MONTEBELLO -- US President George W. Bush acknowledged frustration with the troubled government of Prime Minister Nouri al-Maliki on Tuesday but said it is up to the Iraqi people to decide whether to continue supporting him.

Stopping short of offering an endorsement, Bush said it was not up to the United States to give a verdict on al-Maliki's government.

"The fundamental question is, will the government respond to the demands of the people," the president said. "And if the government ... doesn't respond to the demands of the people, they will replace the government. That's up to the Iraqis to make that decision, not American politicians."

Bush was asked about the situation in Iraq at a news conference where he joined Canadian Prime Minister Stephen Harper and Mexican President Felipe Calderon in wrapping up a North American summit.

A day earlier, Sen. Carl Levin, the Democratic chairman of the Senate Armed Services Committee, urged the Iraqi assembly to oust al-Maliki and replace his government with one that is less sectarian and more unifying.

"The Iraqis will decide," Bush insisted. "They have decided they want a constitution. They have elected members to their parliament and they will make the decisions just like democracies do."

Bush encouraged more patience with the Iraqi government. He said there was change at the grass roots level in Iraq, with citizens "beginning to reject the extremists."

Bush said Iraq had "made a great step toward reconciliation when they passed the most modern constitution in the Middle East and now their government's got to perform.

"And I think there's a certain level of frustration with the leadership in general, inability to work -- come together to get, for example, an oil revenue law passed or provincial elections," Bush said.

While the Iraqi parliament has recessed for the month of August, the president said lawmakers already had passed 60 pieces of legislation and have a budget process that distributes money from the central government to provinces.

Early next month, Gen. David Petraeus, the top US military commander in Iraq, and Ambassador Ryan Crocker, are to report to Congress and the president about the impact of the troop buildup that Bush ordered in January. Their report will provide the basis for Bush's decisions about the way forward in Iraq in terms of troop levels and tactics.

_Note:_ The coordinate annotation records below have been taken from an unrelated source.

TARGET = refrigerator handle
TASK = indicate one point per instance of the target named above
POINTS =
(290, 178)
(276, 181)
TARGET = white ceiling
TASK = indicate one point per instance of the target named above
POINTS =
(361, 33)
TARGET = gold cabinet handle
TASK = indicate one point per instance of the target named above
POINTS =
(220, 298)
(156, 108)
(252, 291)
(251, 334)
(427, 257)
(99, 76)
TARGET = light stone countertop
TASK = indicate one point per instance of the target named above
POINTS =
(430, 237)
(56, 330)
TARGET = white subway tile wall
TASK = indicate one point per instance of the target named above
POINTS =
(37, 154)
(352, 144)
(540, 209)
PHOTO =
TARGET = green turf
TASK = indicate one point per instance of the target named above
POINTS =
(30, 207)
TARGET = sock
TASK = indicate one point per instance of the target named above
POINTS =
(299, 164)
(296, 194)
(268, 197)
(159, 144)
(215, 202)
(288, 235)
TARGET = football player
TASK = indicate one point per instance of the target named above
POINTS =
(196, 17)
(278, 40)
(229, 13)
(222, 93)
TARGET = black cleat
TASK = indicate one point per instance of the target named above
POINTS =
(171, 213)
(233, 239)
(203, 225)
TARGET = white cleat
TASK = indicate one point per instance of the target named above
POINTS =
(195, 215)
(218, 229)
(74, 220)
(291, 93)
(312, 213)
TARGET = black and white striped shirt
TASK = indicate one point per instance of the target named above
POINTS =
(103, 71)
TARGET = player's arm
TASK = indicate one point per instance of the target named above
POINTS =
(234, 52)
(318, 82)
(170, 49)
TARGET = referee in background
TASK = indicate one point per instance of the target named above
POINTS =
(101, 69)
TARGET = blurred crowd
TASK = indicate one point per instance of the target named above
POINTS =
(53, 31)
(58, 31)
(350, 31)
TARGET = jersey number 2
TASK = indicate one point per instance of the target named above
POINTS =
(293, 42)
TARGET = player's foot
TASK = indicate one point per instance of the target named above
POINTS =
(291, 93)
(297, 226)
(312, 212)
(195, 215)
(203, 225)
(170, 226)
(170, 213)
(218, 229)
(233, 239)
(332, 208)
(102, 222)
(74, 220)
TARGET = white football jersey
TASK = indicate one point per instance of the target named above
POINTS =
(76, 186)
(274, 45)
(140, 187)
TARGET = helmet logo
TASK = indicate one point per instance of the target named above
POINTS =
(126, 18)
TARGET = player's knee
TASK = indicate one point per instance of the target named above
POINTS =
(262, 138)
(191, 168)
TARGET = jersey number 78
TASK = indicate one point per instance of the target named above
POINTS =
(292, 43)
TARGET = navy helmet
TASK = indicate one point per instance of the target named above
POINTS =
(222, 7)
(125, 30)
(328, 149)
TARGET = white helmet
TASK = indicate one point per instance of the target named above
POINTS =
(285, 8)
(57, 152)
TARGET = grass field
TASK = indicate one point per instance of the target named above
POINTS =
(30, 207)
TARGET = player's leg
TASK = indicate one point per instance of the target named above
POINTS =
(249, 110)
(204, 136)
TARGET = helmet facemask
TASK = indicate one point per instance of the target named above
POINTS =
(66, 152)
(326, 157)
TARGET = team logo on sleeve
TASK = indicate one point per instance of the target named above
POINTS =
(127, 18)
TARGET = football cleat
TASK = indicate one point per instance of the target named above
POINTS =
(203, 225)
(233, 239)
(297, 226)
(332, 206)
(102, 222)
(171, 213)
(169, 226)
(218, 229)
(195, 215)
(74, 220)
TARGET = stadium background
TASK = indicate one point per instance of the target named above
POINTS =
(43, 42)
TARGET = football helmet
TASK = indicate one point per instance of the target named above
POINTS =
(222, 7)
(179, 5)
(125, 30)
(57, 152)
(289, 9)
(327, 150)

Levin, after a trip to Iraq and Jordan, said there is broad frustration with the lack of action by the al-Maliki government.

Separately, Levin issued a pessimistic statement Monday on Iraq with Sen. John Warner, a former Armed Services Committee chairman and influential Republican voice on military affairs. The lawmakers said Bush's military buildup in Iraq had "produced some credible and positive results," but the political outlook was darker.

The senators said that during their visit to Iraq last week they told Iraqi leaders of American impatience with the lack of political progress, and "impressed upon them that time has run out in that regard."

Over the last year, Bush has made a linguistic shift on al-Maliki. When they met in Jordan last November, the president called al-Maliki "the right guy for Iraq."

More recently, however, Bush has taken more of a wait-and-see approach, saying that what matters is whether al-Maliki performs.

The Bush administration initially supported al-Maliki as a replacement for Prime Minister Ibrahim Jaafri.